Great! None of the CTDBP-C have calibration dates which match deployment dates. That is a good sign - it means that the dates in the calibration file name *should* match the calibration dates in the calibration info.

However, that is no guarantee that the date in the file name matches the date in the calibration data.
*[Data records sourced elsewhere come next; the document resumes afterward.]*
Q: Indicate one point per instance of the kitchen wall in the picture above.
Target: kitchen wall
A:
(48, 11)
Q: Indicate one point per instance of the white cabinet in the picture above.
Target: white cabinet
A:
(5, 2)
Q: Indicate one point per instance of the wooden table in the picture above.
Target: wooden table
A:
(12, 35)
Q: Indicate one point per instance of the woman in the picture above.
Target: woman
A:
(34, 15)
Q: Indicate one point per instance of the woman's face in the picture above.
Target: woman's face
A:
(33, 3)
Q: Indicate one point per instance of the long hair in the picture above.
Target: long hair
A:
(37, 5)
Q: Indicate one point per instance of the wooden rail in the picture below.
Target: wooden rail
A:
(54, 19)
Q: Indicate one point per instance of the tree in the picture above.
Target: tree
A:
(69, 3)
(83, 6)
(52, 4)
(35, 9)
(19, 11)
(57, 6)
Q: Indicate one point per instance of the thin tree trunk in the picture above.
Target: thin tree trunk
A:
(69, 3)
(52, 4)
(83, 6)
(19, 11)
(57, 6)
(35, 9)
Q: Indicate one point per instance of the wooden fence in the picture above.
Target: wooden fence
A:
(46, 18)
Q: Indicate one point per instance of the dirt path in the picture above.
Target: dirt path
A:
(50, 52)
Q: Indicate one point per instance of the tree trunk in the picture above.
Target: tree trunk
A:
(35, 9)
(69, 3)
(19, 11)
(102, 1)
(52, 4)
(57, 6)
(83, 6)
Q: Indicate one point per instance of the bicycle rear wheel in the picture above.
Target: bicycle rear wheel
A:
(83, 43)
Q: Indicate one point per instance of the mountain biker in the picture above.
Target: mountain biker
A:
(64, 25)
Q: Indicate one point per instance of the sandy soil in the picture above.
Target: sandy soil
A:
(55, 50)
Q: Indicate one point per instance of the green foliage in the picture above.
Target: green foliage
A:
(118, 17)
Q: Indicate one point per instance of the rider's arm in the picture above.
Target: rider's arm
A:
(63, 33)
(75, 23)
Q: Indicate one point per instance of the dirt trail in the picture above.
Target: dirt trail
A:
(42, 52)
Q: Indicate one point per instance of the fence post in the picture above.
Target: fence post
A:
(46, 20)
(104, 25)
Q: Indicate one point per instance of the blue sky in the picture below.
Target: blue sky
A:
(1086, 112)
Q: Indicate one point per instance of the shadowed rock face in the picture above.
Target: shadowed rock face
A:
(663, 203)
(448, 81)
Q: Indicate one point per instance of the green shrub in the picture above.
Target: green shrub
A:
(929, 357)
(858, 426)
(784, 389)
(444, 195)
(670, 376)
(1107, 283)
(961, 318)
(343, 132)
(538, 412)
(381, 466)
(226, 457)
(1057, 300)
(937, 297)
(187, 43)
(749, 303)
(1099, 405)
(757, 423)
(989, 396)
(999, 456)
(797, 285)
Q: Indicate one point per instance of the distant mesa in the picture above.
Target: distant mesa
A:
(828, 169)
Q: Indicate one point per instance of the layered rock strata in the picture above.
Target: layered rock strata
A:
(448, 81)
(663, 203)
This can be check in a future step by comparing the calibration date in the vendor docs, QCT info, and the .cal and .xmlcon file info.

In [None]:
# Now, using the "deploy" csvs for each node in the various arrays,
# need to load into a large pandas dataframe for easy handling
import pandas as pd

deployments = pd.DataFrame()
for file in deploy_csvs:
    deployments = deployments.append(pd.read_csv('../GitHub/OOI-Integration/asset-management/deployment/'+file))

In [None]:
deployments

In [None]:
# Get all the unique deployment dates from the deployment csvs and put into the form of 
# YYYYMMDD. 
deploy_dates = deployments['startDateTime'].apply(lambda x: x.split('T')[0].replace('-',''))

In [None]:
deploy_dates = list(set(deploy_dates))
deploy_dates[0:10]

In [None]:
len(deploy_dates)

In [None]:
check_files = []
for root, dirs, files in os.walk('../GitHub/OOI-Integration/asset-management/calibration/'):
    for name in files:
        if 'CGINS' in name:
            cal_date = name.split('__')[1].split('.')[0]
            if cal_date in deploy_dates:
                check_files.append(name)

In [None]:
# Okay, there are a potential 1364 files that we need to check on the
# calibration date in the file name, because the parsed date in the 
# file name matches a deployment date.
len(list(set(check_files)))

In [None]:
# Cool, now save the file to the local working directory
with open('calibration_files_to_check.csv','w') as csvfile:
    writer = csv.writer(csvfile)
    writer.writerow(check_files)